La storia di quella legge è molto complessa. Ma vale la pena di ricostruirla. Discussioni sul tema infatti ve ne sono sempre state ma i presidenti avevano evitato di affrontare il nodo, molto difficile da sciogliere. Si tratta di una vicenda complicata perché si mescolano interessi politici personali con la geopolitica e i calendari elettorali.
- Anni Ottanta. Nel 1980 il parlamento israeliano – maggioranza a guida Likud – approva la Jerusalem Law che stabiliva Gerusalemme unita come capitale d’Israele. Inizia quindi un’operazione di lobbying nei confronti degli Stati Uniti da parte del govenro israeliano e da latre organizzazioni. Nel 1982, Reagan però è impegnato nel suo piano di pace tra Israele, Giordania e palestinesi (il cosiddetto “Reagan plan”). Il “piano” prevede il rinvio di qualsiasi decisione sullo status di Gerusalemme. L’operazione di lobbying quindi non va a buon fine. Ma funziona con i membri del Congresso dove viene presentato un disegno di legge nel 1984 per spostare l’ambasciata americana da Tel Aviv a Gerusalemme. Il presidente s’oppone e ne evita l’approvazione, poiché avrebbe lanciato un messaggio “partigiano”, mentre erano in corso tentativi di negoziato. Haaretz racconta che per il presidente repubblicano lo spostamento “avrebbe seriamente danneggiato la capacità degli Stati Uniti di giocare un ruolo efficace nel processo di pace nel Medio Oriente”. Il Congresso quindi si limita a passare una serie di risoluzioni non vincolanti a sostegno dell’idea.

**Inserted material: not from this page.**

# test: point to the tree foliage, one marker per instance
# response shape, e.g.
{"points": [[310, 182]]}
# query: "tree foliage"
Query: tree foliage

- Anni Novanta. Nel 1992, durante le primarie democratiche, Bill Clinton dichiara il proprio sostegno al riconoscimento di Gerusalemme come capitale, una proposta che avrebbe modificato notevolmente la politica americana fino ad allora seguita. Clinton attacca lo stesso presidente Bush sul tema che ritorna così al centro dell’attenzione del dibattito politico statunitense. Una volta arrivato alla Casa Bianca, Clinton però decide di non procedere con questa promessa. Come raccontato da Martin Indyk, ex ambasciatore americano in Israele e consigliere dell’allora presidente democratico, in quel momento erano in corso a Madrid i negoziati per il processo di pace tra israeliani e palestinesi, che lo spostamento dell’ambasciata e il riconoscimento di Gerusalemme come capitale avrebbero sicuramente danneggiato. I negoziati a Madrid portano agli accordi di Oslo nel 1993, sotto i buoni auspici di Clinton. In base agli accordi, la questione di Gerusalemme non avrebbe dovuto essere discussa prima di maggio 1996 (mese di elezioni in Israele). E che comunque non vi era necessità di risolvere il problema fino a maggio 1999. Ovviamente anche se il tema non fa parte di negoziazioni è ben presente nel dibattito politico israeliano e palestinese. Sia i governi israeliani dell’epoca, sia l’Olp di Arafat devono fronteggiare le critiche interne sul tema.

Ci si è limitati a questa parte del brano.